La Repubblica del Camerun si trova nell’Africa Equatoriale: il suo territorio è bagnato dal Golfo di Guinea.

Esteso per una superficie di 475.440  kmq è abitato da 19,6 milioni di persone (2012) di circa 200 etnìe diverse.

E’ molto accentuato anche il pluralismo religioso con la presenza di cristiani,musulmani e seguaci di culti

tradizionali.

L’economia si fonda soprattutto sull’agricoltura e sull’estrazione del petrolio che forniscono un certo reddito,

anche se lo sviluppo del paese è ostacolato  dalla diffusa corruzione, dalla soffocante burocrazia e dalla carenza

di infrastrutture.

sul piano internazionale Yaoundé è un’alleata fidata della Francia e fa parte del gruppo dei paesi che adottano il

Franco CFA: la sua collocazione è sempre stata a fianco dell’Occidente (tra l’altro a fine anni Novanta ha aderito

al Commonwealth insieme a mozambico e Ruanda).

Suo malgrado, è stato inserito in quell’area di conflitto che va dal Mali alla Nigeria, comprendendo burkina faso,

Niger e Ciad dove operano diversi movimenti fondamentalisti islamici, come boko Haram ed al Qaeda per il Maghreb.

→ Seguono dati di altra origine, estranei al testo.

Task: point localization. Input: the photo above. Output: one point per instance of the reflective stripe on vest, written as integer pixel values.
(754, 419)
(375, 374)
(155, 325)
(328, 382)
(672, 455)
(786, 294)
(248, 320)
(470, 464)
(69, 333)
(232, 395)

Costoro vorrebbero creare uno stato islamico sul modello di quello attivo per alcuni anni in Siria ed iraq. Nel

frattempo, complice la scarsa capacità dei governi locali di controllare i rispettivi territori e la presenza di

traffici di armi, droga e persone, vengono compiuti attacchi contro i non musulmani con numerose vittime in tutta

l’area.

L’incerta situazione geopolitica della regione consiglia sicuramente di risolvere la vertenza tra anglofoni e

francofoni: forse per questo si è fatta strada una maggior ragionevolezza e si sta provando a riavviare un dialogo

tra le due comunità che pareva definitivamente interrotto.